Если речь о "противоправном контенте", то ведь такие ресурсы должны блокировать по решению какого-нибудь басманного суда. Получается, поправки внесут изменения с "Блокировка" на "Ограничение скорости"? 

Дык ведь это шаг вперед!

Или эта процедура будет выполняться без суда и следствия?
В принципе, это по-нашему... Меня такой подход не удивит. Пусть судебно-следственные расходы несут граждане: мы ограничим, а они пусть доказывают, что у них всё по закону  :Stick Out Tongue:

----------


## olejah

*Val_Ery*, скорее всего, именно без суда и следствия. Все через...  :Wink: 

*Добавлено через 5 часов 58 минут*

Оказывается, они хотят "замедлить" Google и YouTube...

Хорошо хоть -




> Замминистра связи и массовых коммуникаций РФ Алексей Волин заявил, что идея о замедлении доступа к сайтам-нарушителям российского законодательства является технически нереализуемой.


 :Smiley:  интересно жестят.

----------

Val_Ery

----------


## Val_Ery

Как же они задрали все со своей имитацией бурной деятельности  :Angry: 

Компания "Гарант" (та самая, что конкурент "консультанта+") провела исследование качества россиянских законов (рбк, оригинал в pdf). Для оценки качества использовался один критерий - количество вносимых изменений. Что, в принципе, разумно... Если выполняется какая-либо работа, которая через некоторое время требует своей правки, то понятно, насколько качественно эта работа была сделана.
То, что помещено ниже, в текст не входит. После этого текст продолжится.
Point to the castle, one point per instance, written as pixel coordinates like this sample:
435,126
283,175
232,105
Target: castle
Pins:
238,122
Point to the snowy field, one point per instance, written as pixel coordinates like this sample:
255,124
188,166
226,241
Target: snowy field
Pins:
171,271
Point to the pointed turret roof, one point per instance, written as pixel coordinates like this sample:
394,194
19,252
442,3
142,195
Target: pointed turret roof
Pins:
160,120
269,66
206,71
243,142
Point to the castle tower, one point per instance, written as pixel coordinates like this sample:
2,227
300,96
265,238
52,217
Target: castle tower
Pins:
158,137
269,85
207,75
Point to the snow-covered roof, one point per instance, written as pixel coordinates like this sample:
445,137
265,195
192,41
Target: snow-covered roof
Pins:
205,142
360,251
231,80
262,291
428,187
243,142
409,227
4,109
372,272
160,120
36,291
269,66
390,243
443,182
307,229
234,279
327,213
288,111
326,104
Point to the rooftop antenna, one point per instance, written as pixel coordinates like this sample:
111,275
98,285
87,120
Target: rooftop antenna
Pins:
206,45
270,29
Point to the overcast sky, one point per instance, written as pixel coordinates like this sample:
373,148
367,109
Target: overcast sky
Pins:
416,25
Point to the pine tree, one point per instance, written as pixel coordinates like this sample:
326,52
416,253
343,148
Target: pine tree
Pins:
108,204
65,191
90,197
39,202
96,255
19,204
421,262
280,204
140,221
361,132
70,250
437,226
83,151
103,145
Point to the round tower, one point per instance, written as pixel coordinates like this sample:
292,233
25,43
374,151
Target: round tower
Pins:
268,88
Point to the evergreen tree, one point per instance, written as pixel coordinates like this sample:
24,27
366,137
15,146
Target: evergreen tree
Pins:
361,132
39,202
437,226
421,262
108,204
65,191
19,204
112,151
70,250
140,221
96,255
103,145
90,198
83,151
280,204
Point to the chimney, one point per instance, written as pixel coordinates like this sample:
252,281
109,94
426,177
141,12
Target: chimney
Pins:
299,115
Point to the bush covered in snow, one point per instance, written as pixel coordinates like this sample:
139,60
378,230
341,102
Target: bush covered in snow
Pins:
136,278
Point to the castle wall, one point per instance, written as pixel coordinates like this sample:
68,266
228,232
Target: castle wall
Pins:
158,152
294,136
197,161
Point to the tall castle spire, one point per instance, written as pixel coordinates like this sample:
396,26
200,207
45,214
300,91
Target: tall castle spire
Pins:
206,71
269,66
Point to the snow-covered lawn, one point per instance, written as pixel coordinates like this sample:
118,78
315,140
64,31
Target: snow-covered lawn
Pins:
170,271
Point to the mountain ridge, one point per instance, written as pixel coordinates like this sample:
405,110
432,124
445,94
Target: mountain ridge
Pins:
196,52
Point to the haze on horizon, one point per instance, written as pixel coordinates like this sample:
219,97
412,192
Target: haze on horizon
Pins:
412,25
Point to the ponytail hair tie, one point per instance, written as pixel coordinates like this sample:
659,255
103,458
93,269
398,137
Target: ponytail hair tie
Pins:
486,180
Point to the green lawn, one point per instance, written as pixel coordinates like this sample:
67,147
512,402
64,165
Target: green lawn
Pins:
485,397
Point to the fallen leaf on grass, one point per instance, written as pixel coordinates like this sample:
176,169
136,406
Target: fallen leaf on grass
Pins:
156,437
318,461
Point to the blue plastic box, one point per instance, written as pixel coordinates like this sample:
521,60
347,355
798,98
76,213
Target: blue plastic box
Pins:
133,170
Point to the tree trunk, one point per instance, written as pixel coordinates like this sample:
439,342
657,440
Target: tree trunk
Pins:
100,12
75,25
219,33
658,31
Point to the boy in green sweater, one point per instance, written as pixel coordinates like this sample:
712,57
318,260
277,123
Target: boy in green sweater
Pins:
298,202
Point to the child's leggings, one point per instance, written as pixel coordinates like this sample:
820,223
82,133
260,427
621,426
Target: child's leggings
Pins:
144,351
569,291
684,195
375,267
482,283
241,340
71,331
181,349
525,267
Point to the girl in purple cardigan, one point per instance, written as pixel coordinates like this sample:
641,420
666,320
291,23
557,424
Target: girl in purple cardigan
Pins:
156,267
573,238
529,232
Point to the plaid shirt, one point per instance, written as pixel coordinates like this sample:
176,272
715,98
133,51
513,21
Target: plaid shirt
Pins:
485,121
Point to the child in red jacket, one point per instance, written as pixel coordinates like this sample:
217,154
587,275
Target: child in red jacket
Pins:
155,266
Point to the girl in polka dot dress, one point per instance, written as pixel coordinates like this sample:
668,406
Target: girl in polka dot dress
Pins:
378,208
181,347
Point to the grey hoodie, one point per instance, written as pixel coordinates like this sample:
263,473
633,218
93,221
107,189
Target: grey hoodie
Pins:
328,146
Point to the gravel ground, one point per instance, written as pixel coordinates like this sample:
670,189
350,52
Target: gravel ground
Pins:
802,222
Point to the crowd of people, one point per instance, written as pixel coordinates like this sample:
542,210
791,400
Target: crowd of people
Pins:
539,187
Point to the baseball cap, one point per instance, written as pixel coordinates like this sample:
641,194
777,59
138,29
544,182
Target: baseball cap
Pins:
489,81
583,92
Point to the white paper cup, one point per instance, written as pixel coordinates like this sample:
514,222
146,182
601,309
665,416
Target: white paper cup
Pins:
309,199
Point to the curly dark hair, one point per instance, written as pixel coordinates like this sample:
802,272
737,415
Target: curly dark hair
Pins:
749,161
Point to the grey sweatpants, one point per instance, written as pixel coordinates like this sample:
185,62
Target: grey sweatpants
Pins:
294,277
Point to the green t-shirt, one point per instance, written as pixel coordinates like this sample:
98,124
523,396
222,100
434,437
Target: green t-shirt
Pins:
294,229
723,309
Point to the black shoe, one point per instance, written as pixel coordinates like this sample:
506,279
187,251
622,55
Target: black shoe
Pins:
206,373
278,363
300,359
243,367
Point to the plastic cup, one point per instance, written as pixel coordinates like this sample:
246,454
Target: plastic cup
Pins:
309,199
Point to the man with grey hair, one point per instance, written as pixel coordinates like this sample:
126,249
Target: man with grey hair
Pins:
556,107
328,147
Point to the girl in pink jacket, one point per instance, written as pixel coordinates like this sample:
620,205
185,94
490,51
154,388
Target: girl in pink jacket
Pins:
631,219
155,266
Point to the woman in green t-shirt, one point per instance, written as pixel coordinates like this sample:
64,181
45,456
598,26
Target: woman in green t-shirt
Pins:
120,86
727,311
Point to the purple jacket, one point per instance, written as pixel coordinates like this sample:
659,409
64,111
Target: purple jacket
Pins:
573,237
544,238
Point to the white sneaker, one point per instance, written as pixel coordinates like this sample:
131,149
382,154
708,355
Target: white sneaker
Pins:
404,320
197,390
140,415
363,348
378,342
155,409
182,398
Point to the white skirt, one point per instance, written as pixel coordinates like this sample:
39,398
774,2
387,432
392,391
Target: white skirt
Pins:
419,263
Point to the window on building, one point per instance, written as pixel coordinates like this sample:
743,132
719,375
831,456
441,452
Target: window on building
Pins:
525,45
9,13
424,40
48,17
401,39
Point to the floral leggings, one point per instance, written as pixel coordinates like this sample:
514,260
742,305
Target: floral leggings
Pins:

Да?

Так вот. за 22 года в рашке из 6700 принятых законов - только 670 базовых (10% от общей массы ... и 122 из них уже отменили)



> под базовыми понимаются законы,не являющиеся федеральными законами об изменении, дополнении, отмене, приостановлении либо распространении действия других федеральных законов


Изменения не вносились только в 74 (!!!) базовых.



> основная часть законов, в которые не вносилось изменений, является законами о внесении изменений либо законами, рассчитанными на однократное применение.


Представьте, что на вирусинфо из 1000 обратившихся только ОДИН получил своевременную и адекватную помощь... Это ведь нонсенс, бессмыслица!

Но что во всей этой шняге напрягает:



> идея о замедлении доступа к сайтам-нарушителям российского законодательства является технически нереализуемой


Последние события как бы показывают, что нереализуемость не является фактором, который может повлиять на принятие решения. Возьмите хоть  небезызвестный Пакет с хранением данных. Или керченский мост (с тектоническими плитами)... 

То есть, в данном случае... Всегда можно законодательно оговорить деятельность ресурсов, которые не заботятся о моральном облике гражданина рф. А дальше... Хоть трава не расти!

С другой стороны... Да! Потуги государевых мужей страны с экономикой, капитализация которой на уровне Фейсбука, прикалывают. Диктовать правила игры Гуглу... Ну-ну! Они что, не понимают, что мы только территориально 1/6 планеты? Народом-то нас (активным) всего 80 миллионов... Тут никакие экономические соображения не помогут  :Smiley:

----------